Book ne répondit ni oui ni non, constatant qu’il avait devant lui un ignorant.
Le jeune homme éclata de rire.
— En tous cas, je dois reconnaître que le forme est amusante. Toutes ces lignes à angle droit, comment appelle-t-on ça ?
— Un méandre.
— On s’y perd. On ne sait plus distinguer l’horizontal du vertical. Et pour finir d’embrouiller les choses, vous occupez trois dimensions : horizontalement, verticalement et diagonalement. Je lis dans les instructions que la seule façon de s’orienter, c’est de s’imaginer regardant de l’intérieur, et non de l’extérieur. Ne pensez-vous pas que vos mots croisés sont un peu trop complexes pour un divertissement ?
Il rejeta l’enveloppe sur la table et Book la rangea patiemment à la base du tas.
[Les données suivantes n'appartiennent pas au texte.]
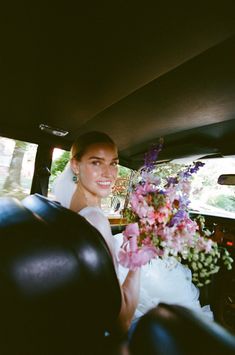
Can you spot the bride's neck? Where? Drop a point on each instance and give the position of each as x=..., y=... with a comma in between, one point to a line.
x=82, y=199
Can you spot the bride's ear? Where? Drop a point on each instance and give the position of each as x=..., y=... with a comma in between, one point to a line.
x=74, y=166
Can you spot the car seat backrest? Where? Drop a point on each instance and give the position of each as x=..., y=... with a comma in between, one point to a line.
x=59, y=290
x=176, y=330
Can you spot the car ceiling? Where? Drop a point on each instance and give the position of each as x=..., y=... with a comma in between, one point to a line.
x=136, y=70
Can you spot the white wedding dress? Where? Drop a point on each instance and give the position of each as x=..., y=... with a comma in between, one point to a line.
x=165, y=281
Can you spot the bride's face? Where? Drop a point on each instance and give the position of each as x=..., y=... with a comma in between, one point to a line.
x=98, y=169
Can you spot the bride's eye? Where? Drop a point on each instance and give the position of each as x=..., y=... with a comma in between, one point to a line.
x=114, y=163
x=95, y=162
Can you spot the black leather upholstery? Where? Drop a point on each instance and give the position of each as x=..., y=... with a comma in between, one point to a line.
x=58, y=287
x=175, y=330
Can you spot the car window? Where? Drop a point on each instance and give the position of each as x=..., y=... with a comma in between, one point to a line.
x=17, y=160
x=206, y=195
x=113, y=204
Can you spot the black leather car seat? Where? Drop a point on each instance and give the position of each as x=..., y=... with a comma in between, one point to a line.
x=58, y=287
x=176, y=330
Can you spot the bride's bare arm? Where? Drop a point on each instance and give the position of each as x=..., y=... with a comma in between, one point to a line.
x=131, y=285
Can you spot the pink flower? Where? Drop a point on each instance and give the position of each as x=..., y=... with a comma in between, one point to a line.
x=132, y=230
x=139, y=257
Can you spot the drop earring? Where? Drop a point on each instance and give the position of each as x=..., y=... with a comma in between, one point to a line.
x=76, y=177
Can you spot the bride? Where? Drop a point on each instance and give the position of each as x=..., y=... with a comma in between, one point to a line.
x=89, y=177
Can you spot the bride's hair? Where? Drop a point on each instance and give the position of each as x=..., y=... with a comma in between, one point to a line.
x=64, y=185
x=83, y=142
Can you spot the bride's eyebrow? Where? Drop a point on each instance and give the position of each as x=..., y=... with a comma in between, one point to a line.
x=99, y=158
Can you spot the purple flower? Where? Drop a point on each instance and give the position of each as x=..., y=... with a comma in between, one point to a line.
x=178, y=217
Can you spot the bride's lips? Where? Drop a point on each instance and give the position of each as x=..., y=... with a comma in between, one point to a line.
x=104, y=184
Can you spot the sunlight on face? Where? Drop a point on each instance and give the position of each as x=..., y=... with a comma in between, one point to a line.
x=98, y=169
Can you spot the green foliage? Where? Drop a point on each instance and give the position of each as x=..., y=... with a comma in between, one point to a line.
x=59, y=164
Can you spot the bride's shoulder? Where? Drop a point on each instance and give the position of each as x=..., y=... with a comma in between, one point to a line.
x=92, y=212
x=96, y=217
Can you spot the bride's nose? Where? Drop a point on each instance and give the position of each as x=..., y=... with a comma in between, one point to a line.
x=107, y=171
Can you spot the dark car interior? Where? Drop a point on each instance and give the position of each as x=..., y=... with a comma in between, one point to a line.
x=138, y=71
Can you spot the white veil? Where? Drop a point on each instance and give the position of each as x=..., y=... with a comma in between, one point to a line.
x=64, y=186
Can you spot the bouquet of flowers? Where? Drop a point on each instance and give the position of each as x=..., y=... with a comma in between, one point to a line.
x=159, y=225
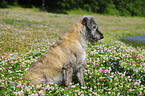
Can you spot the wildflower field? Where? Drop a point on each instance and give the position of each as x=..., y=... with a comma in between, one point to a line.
x=113, y=68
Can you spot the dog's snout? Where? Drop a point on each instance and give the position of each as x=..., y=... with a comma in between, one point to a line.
x=101, y=37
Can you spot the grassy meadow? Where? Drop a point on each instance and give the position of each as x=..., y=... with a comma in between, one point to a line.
x=113, y=68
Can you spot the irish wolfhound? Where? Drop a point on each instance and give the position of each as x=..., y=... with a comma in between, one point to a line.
x=67, y=56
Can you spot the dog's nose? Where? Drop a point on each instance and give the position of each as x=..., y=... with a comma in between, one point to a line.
x=101, y=37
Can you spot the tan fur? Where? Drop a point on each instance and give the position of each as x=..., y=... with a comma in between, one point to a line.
x=69, y=53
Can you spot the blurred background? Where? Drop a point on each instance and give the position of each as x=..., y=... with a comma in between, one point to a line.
x=109, y=7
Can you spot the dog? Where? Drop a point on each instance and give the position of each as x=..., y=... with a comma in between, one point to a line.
x=66, y=58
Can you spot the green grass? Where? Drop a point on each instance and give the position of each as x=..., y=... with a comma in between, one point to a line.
x=113, y=67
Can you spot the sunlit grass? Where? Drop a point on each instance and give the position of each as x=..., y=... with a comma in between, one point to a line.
x=113, y=68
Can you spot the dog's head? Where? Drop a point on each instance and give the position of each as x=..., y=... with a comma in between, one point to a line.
x=92, y=32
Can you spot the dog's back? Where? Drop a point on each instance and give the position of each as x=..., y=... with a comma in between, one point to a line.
x=62, y=53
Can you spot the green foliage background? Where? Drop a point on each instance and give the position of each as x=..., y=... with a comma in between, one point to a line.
x=110, y=7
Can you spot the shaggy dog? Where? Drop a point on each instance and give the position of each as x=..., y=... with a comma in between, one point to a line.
x=66, y=57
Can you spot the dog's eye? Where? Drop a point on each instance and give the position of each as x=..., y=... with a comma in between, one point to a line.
x=94, y=27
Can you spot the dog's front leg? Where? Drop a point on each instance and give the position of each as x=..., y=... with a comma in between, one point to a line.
x=80, y=74
x=67, y=74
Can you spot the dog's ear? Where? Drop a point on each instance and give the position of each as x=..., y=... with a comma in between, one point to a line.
x=86, y=22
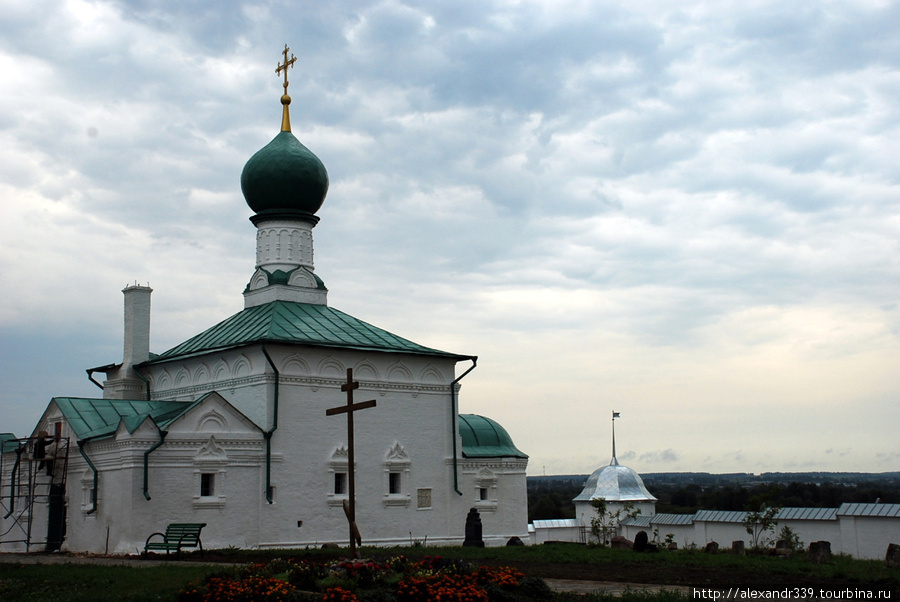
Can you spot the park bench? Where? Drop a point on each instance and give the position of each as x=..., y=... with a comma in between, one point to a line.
x=177, y=536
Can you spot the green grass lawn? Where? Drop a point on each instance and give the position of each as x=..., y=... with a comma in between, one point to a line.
x=102, y=582
x=87, y=582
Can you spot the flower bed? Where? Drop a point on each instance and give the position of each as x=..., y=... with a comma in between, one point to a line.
x=395, y=579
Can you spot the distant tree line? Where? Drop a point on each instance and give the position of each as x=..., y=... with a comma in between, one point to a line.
x=551, y=497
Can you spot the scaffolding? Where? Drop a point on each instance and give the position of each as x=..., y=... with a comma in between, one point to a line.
x=32, y=492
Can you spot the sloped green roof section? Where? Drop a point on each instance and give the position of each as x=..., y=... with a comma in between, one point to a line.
x=298, y=323
x=485, y=438
x=97, y=418
x=8, y=442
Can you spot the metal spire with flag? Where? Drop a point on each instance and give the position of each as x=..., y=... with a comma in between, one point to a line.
x=614, y=460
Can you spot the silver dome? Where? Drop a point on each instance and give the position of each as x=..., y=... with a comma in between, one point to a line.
x=615, y=483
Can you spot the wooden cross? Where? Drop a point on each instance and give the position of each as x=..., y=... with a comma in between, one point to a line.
x=284, y=67
x=350, y=508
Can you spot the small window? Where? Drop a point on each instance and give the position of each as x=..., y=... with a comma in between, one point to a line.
x=394, y=487
x=207, y=484
x=340, y=483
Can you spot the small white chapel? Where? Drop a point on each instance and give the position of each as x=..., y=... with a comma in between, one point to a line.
x=229, y=428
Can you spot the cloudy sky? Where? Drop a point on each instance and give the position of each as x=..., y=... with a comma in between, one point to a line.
x=687, y=212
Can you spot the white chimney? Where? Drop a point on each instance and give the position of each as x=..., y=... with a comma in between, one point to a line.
x=137, y=326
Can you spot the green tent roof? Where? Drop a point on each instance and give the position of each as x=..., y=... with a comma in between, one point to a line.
x=485, y=438
x=95, y=418
x=298, y=323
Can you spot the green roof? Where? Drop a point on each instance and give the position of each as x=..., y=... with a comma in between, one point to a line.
x=485, y=438
x=297, y=323
x=8, y=442
x=95, y=418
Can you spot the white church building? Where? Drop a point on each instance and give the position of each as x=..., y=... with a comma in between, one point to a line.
x=229, y=428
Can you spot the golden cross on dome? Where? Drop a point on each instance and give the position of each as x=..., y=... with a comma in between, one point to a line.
x=285, y=99
x=287, y=63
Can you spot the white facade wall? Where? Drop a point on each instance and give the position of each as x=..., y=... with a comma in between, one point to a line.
x=860, y=537
x=868, y=536
x=585, y=512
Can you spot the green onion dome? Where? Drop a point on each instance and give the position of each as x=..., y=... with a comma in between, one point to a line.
x=284, y=179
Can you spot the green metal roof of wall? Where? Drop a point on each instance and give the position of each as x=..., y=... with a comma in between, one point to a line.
x=297, y=323
x=96, y=418
x=99, y=418
x=485, y=438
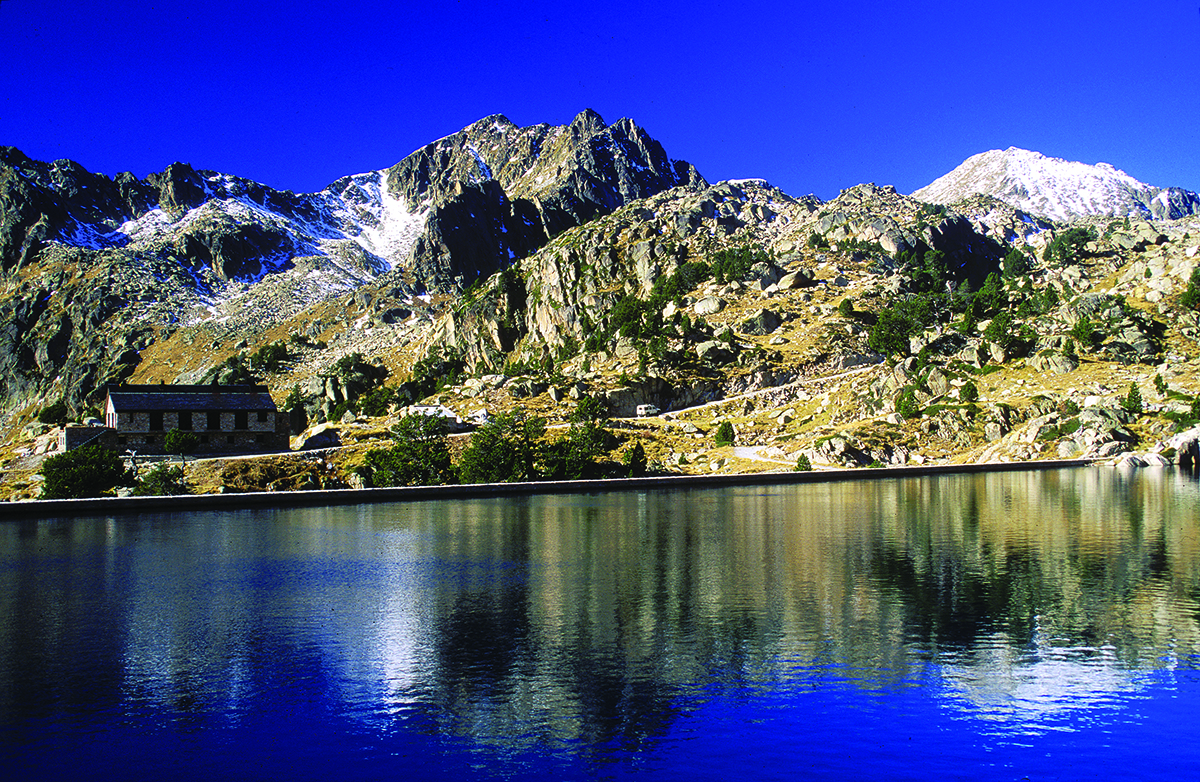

— J’ai entendu dire que le Times n’a pas l’intention de renouveler votre contrat. Après toutes ces années de travail pour eux — plus de vingt, n’est-ce pas ? —, c’est bien triste. Votre licenciement marquera la fin de toute une culture, inutile mais pleine de charme, qui vise à développer le mystère autour du joueur. Dites-moi, vous inquiétez-vous de votre avenir ?
Book avait déjà annulé par la pensée le visiteur importun, et ne voyait plus que le mur nu derrière lui, qu’il faudrait bientôt repeindre.
— Monsieur Book, je suis venu vous transmettre une invitation. Vous avez réussi à éveiller l’intérêt de mes employeurs, qui paient bien mieux que le Times et demandent bien moins. Ils vous prient de bien vouloir me suivre dans leurs bureaux et vous offrent ceci, pour que vous mesuriez tout le sérieux de leur proposition.
Il sortit un chèque et le posa sur la table en le lissant de la main. Les employeurs du jeune homme ne pouvaient attendre quoi que ce soit de Book — ce dernier n’avait là-dessus aucun doute. Il ne toucha pas le chèque, dont le filigrane dessinait la marque bien connue de la Compagnie — des mains unies —, et attendit une explication plus plausible de cette visite. Le jeune homme poussa lentement le chèque vers lui.
— Mes employeurs veulent vous soumettre des mots croisés « de type Book ».
Book regarda l’immense affiche sur la place, la femme à la peau mauve, l’œil grand ouvert fixé sur lui au bout de la langue, plein de surprise, de peur et de désir coupable. Qu’a-t-elle vu, la femme de Loth ? Trois vertical ?
Sous l’affiche quelques déséquilibrés, en extase, les yeux rouges, assis en tailleur devant leurs salières en verre, unissaient leurs langues.
— Je vous suivrai où vous voudrez, dit-il, mélancolique.